A liberdade de expressão “da atividade intelectual, artística, científica e de comunicação”, tão arduamente conquistada na redemocratização e protegida pela Constituição de 1988 contra “toda e qualquer censura de natureza política, ideológica e artística” (arts. 5º, IX; 220, caput e § 2º), corre agora um sério risco, por ocasião do julgamento, no STF, do Marco Civil da Internet.
Quando se destrói a liberdade de expressão – quando se cria a regra de que, na vida social, não se pode mais expressar livremente as ideias –, quem sai perdendo é a própria sociedade como um todo: em termos culturais, científicos, econômicos e políticos. Em nosso amado Brasil, ainda vive na memória de muitos a experiência ditatorial da censura, em que os jornais publicavam receitas de bolo no lugar de matérias jornalísticas, e os artistas tinham de camuflar sua crítica das autoridades constituídas.

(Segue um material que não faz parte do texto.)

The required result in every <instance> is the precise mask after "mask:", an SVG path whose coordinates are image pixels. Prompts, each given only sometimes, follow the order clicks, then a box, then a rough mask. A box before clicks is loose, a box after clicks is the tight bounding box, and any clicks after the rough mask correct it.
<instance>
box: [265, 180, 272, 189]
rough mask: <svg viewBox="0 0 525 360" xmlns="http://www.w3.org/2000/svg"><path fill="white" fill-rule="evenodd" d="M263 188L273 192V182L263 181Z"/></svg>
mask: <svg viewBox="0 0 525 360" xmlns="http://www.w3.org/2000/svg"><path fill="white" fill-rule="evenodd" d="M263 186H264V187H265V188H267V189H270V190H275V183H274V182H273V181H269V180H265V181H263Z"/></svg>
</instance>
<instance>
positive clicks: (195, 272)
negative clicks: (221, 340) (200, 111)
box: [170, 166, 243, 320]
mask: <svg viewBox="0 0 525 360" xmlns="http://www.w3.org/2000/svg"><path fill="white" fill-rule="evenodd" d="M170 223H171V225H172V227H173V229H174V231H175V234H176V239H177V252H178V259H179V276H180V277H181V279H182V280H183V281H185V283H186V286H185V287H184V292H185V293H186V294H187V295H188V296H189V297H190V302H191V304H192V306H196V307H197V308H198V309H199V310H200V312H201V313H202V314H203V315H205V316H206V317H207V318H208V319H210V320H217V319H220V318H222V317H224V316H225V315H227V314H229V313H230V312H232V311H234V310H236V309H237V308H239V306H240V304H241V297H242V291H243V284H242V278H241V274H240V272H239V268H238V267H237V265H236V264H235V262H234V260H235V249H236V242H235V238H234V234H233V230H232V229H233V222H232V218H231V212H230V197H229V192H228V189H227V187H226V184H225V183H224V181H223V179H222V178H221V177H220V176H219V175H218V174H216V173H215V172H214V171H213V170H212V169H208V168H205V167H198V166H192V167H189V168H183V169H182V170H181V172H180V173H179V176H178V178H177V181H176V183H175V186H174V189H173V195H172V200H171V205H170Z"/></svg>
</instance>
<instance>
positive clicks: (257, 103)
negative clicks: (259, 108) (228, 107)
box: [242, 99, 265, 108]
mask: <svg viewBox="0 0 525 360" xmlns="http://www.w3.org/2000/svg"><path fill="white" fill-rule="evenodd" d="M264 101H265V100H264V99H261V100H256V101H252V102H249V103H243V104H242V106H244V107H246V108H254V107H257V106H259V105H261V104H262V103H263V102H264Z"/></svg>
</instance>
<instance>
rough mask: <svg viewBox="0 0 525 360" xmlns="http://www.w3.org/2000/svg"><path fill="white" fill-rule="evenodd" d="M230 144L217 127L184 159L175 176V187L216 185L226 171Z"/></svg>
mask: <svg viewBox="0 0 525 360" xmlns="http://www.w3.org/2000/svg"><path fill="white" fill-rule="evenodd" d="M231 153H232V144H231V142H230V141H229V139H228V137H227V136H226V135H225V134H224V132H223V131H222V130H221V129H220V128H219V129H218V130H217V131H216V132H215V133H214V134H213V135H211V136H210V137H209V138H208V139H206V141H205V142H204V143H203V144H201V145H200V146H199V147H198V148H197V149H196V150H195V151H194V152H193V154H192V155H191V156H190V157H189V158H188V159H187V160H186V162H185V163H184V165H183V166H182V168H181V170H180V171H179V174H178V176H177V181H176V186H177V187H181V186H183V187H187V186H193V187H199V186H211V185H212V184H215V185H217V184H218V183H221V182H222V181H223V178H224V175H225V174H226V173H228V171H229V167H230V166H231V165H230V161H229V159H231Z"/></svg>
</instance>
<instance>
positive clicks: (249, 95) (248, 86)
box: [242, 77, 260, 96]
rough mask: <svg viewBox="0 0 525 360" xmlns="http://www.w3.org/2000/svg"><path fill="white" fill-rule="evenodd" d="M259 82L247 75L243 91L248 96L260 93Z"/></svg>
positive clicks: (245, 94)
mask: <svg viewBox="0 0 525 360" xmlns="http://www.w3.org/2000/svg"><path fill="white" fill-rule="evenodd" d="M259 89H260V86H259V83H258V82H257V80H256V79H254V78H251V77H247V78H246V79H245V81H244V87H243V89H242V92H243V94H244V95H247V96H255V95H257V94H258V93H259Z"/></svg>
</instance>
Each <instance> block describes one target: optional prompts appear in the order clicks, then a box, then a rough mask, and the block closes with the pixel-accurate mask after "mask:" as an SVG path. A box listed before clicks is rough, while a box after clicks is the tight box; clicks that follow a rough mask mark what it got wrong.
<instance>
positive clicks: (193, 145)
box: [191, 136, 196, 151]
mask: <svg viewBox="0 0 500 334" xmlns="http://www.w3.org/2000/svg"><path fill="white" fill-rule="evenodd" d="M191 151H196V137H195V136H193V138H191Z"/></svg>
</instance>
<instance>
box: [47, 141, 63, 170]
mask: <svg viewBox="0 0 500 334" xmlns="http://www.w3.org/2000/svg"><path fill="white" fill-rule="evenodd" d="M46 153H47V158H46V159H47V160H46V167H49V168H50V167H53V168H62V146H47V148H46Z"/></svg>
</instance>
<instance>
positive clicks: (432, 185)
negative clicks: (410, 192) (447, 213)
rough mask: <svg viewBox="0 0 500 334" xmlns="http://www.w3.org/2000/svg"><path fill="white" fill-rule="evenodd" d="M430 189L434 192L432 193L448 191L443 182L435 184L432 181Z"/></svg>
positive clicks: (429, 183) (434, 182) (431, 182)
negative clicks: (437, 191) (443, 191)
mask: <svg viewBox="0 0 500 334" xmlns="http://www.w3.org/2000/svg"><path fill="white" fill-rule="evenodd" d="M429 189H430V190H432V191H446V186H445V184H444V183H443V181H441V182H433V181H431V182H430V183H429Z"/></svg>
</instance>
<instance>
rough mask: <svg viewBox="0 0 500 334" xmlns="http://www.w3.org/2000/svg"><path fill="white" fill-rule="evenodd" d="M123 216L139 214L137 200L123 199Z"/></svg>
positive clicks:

Que fique claro: não se trata de defender uma liberdade absoluta de dizer absolutamente tudo e ficar impune. Como qualquer direito, a liberdade de expressão tem seus limites e precisa ser ponderada com interesses conflitantes. Além disso, é também verdade que o espaço digital trouxe mudanças importantes no exercício (e no abuso) da liberdade da expressão: quer pela anonimidade (real ou aparente) que fornecem ao usuário, quer pela ampla difusão da capacidade de ser ouvido a qualquer usuário e não apenas a um reduzido grupo de jornalistas profissionais: quer pelo potencial de deixar “no ar” de forma indefinida uma postagem ofensiva (sem as limitações de tiragem e da periodicidade até a próxima edição). Por todos esses motivos, as redes sociais reclamam sim uma regulamentação especial.
A questão, porém, é que esta regulamentação existe, e foi feita pelo Parlamento em 2014, no chamado Marco Civil da Internet. Por meio do critério democrático, foi feita uma escolha entre as opções de regulamentação: como regra geral, não basta simplesmente que alguém se sinta ofendido para que um conteúdo seja tirado do ar – é preciso que ele passe pelo crivo de um juiz de direito, o qual, conhecedor da lei e apto a exercer um juízo imparcial, determinará a remoção dos conteúdos realmente abusivos. Isso porque, assim como pode haver abusos da parte de quem posta, também pode haver abusos da parte de quem pede a remoção. Além disso, todo e qualquer abuso está sujeito à indenização por perdas e danos, inclusive dano moral.
A Suprema Corte pode ou não concordar com o regime legal emanado do Congresso – mas o fato é que, em uma democracia, não cabe ao Judiciário fazer as leis, mas sim aos representantes eleitos do povo. O Brasil não precisa de homens que pensem ter “um conhecimento mais profundo das leis do desenvolvimento da sociedade” e por isso se arroguem a missão iluminista de empurrar a história no “exercício de um poder absoluto” (Centesimus annus, n. 44). O Brasil precisa de verdadeiros homens públicos, que exerçam sua autoridade com justiça e em respeito à Constituição.